Nor is any attention paid to how women actively engage larger processes and structures. Because there is no attention to larger structures and decisions, or to women’s efforts to negotiate those structures and decisions, the stories in Half the Sky only take us to the point where we are affected, or made aware, of the violence women face. We don’t know how to formulate a response that would talk about the situation of women in order to create meaningful action that would address women as a group or a class.

Half the Sky’s stories do not ask readers to understand broader contexts such as history, economy, patriarchy, and nation-state development, which influence women’s lives. This form of story telling ultimately hides the material and structural causes of women’s oppressions that transnational feminists demand we critically examine.

So what should be done? How can feminists reframe Half the Sky? How can feminists create ways to tell individual stories of gendered violence and link these stories to structures of violence? Of the police? The state? Within families?  Through structural adjustment? How can feminists write in support of individual women’s struggles while drawing attention to systemic gendered oppression and to structural gendered exploitation?
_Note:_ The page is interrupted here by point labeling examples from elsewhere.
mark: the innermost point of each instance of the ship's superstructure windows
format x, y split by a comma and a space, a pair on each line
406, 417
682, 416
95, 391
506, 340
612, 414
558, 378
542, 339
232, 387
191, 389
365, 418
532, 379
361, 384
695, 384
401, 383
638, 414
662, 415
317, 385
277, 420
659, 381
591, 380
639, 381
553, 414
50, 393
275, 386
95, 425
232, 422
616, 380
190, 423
Those questions would lead to feminist writing emphasizing women’s activities in systems and structures. Naila Kabeer asks how women “as historically situated actors cope with, and seek to transform the conditions of their lives.” She asks feminists to pay attention to women’s lives and experiences in relation to multiple and interconnected scales of power.

It is important to look at how women live, struggle, negotiate, and work within political and economies structures and to ask how much voice women have in decisions that are made and how they negotiate systems where they have limited voice.